I discovered my problem after I had the cowl fitted, snorkel and baffles and everything finished. I had fitted the cowl so the spinner was about 3/8" high to allow for engine sag. I read about installing shims in the engine mount to lower or raise the spinner and I wanted my spinner to match the cowl perfectly. I installed the shims in the top engine mount and it lowered the spinner perfectly! I was very pleased until I realized I didn't have enough clearance between the cowl and snorkel after lowering the nose of the engine! I absolutely panicked! All is well now but I can tell you at that point I felt helpless! All of this because my project came with a vertical induction cowl and I wanted horizontal induction! If I had known the cowls were different other than the snout, I would have went the vertical induction route in a heartbeat!
 
Thanks for the that Mike ... I think my good deal is starting to look like not such a good deal any more .. ;-) ...

Maybe not, having fitted both on my RV-6A, the epoxy cowl is so much stiffer it is easier to handle and to fit in place.

The old white cowl can best be described as "floppy" and never went on in the same position every time it was test fitted. It was also quite distorted around the inlets needing a lot of heat massaging and filling.

If you cut the lower portion of the epoxy cowl away you should be able to make a quick mould off the white cowl to get that smooth lower surface, and the easier fitting would probably make up for this extra work.
 
Maybe not, having fitted both on my RV-6A, the epoxy cowl is so much stiffer it is easier to handle and to fit in place.

The old white cowl can best be described as "floppy" and never went on in the same position every time it was test fitted. It was also quite distorted around the inlets needing a lot of heat massaging and filling.

If you cut the lower portion of the epoxy cowl away you should be able to make a quick mould off the white cowl to get that smooth lower surface, and the easier fitting would probably make up for this extra work.

Jan's point is that he is now aware that the overall profile of the smooth cowl (no molded on inlet) intended for use with the induction snorkel is sightly larger in the lower front.

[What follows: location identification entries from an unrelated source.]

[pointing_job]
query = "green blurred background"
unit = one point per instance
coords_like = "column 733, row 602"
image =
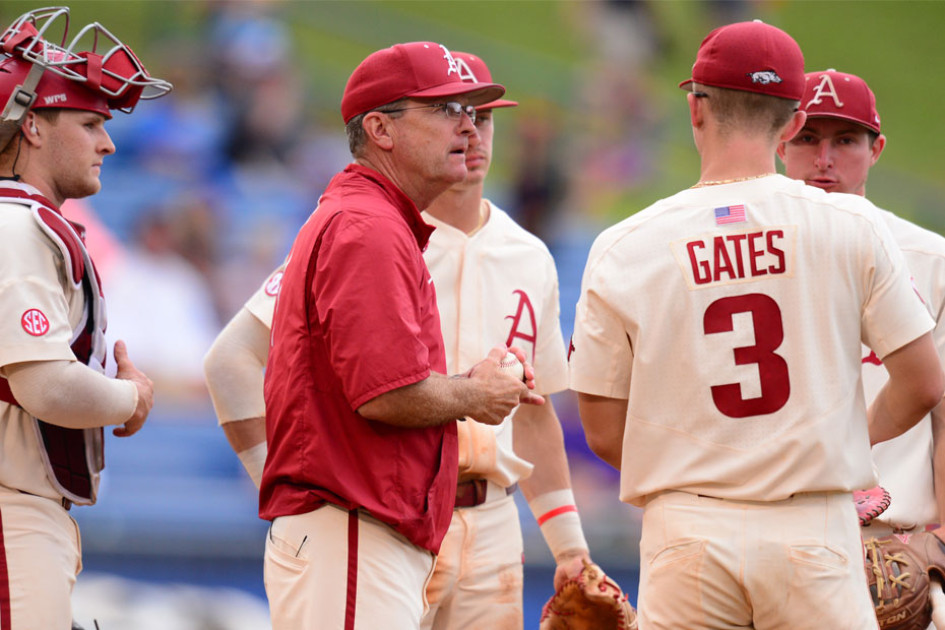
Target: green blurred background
column 542, row 50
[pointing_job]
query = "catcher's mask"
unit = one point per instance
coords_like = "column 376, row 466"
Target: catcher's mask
column 94, row 71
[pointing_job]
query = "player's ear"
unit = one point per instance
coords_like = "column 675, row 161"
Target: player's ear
column 28, row 128
column 378, row 129
column 696, row 111
column 877, row 149
column 793, row 127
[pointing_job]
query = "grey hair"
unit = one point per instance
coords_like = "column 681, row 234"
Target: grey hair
column 354, row 128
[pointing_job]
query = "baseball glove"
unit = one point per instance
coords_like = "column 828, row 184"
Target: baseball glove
column 870, row 503
column 899, row 570
column 591, row 601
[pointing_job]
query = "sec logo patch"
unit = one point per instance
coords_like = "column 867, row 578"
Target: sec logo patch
column 35, row 322
column 272, row 286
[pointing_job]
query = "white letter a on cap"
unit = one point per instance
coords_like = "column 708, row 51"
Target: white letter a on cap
column 825, row 88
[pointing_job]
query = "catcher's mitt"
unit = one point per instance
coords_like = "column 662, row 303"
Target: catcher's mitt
column 898, row 569
column 590, row 601
column 870, row 503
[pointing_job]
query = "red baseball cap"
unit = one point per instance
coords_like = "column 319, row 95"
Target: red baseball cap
column 751, row 57
column 832, row 94
column 473, row 69
column 415, row 69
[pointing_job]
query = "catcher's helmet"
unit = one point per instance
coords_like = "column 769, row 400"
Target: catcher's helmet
column 36, row 73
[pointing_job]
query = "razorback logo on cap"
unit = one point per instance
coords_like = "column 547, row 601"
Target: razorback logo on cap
column 465, row 72
column 449, row 60
column 764, row 77
column 35, row 322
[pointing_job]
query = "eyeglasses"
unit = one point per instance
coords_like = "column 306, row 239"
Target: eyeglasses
column 452, row 109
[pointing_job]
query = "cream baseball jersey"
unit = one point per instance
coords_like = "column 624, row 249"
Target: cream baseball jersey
column 36, row 324
column 498, row 286
column 904, row 464
column 731, row 317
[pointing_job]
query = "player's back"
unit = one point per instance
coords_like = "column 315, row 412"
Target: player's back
column 742, row 306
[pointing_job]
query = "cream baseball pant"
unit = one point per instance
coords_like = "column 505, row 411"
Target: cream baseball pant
column 794, row 564
column 478, row 578
column 331, row 569
column 40, row 557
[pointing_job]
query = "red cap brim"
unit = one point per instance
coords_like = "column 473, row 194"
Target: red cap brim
column 478, row 93
column 497, row 104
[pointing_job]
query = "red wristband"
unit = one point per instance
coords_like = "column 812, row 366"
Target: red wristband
column 555, row 512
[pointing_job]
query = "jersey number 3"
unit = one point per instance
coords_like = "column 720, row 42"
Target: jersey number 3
column 772, row 368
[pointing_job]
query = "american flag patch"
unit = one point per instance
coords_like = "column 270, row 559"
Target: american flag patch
column 729, row 214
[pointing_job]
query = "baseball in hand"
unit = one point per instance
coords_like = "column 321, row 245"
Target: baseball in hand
column 512, row 366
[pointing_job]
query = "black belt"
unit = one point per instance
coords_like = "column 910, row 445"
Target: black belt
column 473, row 492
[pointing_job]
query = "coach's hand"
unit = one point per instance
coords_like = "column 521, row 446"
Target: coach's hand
column 500, row 393
column 128, row 371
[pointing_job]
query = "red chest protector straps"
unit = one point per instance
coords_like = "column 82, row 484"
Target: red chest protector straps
column 73, row 457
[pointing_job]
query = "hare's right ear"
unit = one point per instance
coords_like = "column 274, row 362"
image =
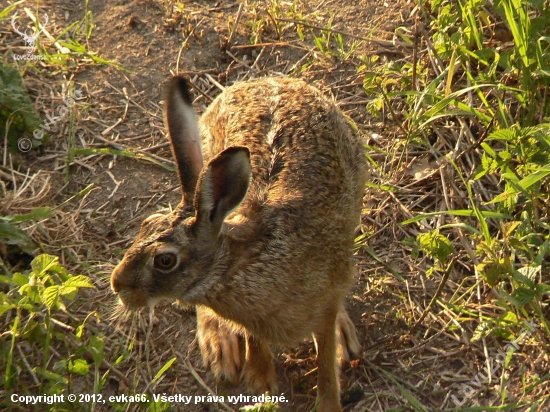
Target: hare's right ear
column 222, row 187
column 181, row 120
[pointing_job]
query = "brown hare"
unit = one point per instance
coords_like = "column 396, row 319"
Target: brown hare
column 273, row 179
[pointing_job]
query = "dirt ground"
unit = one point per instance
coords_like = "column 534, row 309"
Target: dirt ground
column 121, row 108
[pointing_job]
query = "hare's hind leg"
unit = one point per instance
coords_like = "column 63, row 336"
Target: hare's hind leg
column 328, row 388
column 258, row 372
column 347, row 344
column 219, row 345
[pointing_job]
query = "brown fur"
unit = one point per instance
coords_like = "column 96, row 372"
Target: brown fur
column 272, row 264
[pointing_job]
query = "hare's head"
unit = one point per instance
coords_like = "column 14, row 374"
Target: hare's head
column 175, row 254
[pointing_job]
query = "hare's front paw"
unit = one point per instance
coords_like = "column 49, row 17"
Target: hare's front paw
column 347, row 344
column 219, row 346
column 258, row 373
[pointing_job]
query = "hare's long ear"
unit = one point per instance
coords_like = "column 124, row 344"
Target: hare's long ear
column 181, row 120
column 222, row 187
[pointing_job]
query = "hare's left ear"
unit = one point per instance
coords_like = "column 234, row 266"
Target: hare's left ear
column 181, row 121
column 221, row 188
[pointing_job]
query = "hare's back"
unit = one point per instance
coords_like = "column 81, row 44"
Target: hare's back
column 303, row 151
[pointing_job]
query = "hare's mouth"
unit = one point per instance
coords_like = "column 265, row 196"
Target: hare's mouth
column 133, row 299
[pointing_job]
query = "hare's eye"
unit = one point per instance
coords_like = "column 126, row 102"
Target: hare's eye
column 165, row 261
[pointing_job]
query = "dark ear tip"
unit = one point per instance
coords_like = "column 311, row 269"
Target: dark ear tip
column 180, row 84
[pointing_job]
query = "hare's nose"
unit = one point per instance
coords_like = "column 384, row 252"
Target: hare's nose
column 121, row 280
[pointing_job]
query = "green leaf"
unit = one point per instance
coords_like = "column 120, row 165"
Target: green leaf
column 523, row 184
column 164, row 369
column 50, row 298
column 79, row 281
column 78, row 366
column 19, row 279
column 435, row 245
column 42, row 263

It was specifically developed for using that induction system and is not simply one of the other cowls with the lower scoop removed.

I do agree that the epoxy cowls are a bit easier to install because of the additional stiffness.
 
Jan's point is that he is now aware that the overall profile of the smooth cowl (no molded on inlet) intended for use with the induction snorkel is sightly larger in the lower front. It was specifically developed for using that induction system and is not simply one of the other cowls with the lower scoop removed.

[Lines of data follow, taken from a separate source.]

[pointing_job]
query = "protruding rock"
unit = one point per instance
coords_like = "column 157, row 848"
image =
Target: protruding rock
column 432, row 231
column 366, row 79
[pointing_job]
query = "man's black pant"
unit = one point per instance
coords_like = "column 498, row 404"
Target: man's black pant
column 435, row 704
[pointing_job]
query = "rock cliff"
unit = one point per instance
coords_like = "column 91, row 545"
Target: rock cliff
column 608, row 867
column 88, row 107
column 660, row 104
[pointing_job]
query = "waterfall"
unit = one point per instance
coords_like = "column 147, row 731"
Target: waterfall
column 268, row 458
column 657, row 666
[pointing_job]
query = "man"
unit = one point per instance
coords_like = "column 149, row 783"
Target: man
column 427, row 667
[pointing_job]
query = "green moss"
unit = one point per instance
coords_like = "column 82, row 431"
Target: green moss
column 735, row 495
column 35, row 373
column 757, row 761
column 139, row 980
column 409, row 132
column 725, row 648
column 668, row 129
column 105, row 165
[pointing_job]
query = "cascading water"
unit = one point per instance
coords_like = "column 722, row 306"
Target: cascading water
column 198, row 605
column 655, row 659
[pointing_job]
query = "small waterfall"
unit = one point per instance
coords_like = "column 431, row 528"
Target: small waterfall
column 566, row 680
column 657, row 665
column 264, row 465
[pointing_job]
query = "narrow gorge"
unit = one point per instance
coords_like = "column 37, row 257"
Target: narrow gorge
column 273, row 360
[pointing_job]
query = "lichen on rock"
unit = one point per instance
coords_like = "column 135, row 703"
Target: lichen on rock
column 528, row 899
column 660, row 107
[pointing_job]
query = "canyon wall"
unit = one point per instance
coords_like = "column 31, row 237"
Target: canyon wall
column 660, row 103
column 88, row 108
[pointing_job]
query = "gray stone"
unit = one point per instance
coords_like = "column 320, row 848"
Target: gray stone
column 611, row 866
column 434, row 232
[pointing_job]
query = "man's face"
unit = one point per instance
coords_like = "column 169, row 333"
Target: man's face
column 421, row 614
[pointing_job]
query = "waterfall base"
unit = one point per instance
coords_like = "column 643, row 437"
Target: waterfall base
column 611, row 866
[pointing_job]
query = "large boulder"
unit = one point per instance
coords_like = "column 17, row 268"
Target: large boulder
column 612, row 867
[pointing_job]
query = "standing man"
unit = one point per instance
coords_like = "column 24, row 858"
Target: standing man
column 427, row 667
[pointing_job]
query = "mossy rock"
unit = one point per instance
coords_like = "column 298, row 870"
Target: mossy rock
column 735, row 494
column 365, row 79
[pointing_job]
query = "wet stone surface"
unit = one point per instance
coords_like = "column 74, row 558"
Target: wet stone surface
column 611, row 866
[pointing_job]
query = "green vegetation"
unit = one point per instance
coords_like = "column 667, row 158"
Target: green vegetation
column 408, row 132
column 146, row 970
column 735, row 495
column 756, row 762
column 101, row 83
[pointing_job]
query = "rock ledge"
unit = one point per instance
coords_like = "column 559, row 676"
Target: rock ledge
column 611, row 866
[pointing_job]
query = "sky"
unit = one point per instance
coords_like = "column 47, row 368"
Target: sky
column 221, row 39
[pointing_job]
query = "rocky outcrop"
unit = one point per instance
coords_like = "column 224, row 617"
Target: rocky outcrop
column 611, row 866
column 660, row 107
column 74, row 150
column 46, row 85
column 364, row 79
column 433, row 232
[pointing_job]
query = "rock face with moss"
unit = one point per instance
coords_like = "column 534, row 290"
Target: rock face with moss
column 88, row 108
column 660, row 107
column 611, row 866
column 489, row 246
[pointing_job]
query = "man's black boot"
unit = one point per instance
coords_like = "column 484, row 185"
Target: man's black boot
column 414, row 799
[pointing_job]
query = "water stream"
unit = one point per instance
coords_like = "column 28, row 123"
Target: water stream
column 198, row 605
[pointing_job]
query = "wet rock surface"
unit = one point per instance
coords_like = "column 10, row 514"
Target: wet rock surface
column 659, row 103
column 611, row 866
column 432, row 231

I do agree that the epoxy cowls are a bit easier to install because of the additional stiffness.

Thanks for the clarification.

Is the snorkel version more efficient? ... or does it just look better?
 
Thanks for the clarification.

Is the snorkel version more efficient? ... or does it just look better?

I'm not sure what you mean by more efficient?

It was designed to be fit the slightly larger angle valve IO-360 so it is slightly larger to clear the tops of the front cyl, and the induction snorkel.

As far as look better... I guess that is in the eye of the beholder, but it is the cowl Van's supplied for any RV-7 that has no induction scoop.
My guess is that most people probably can't tell the difference (other than the missing induction scoop).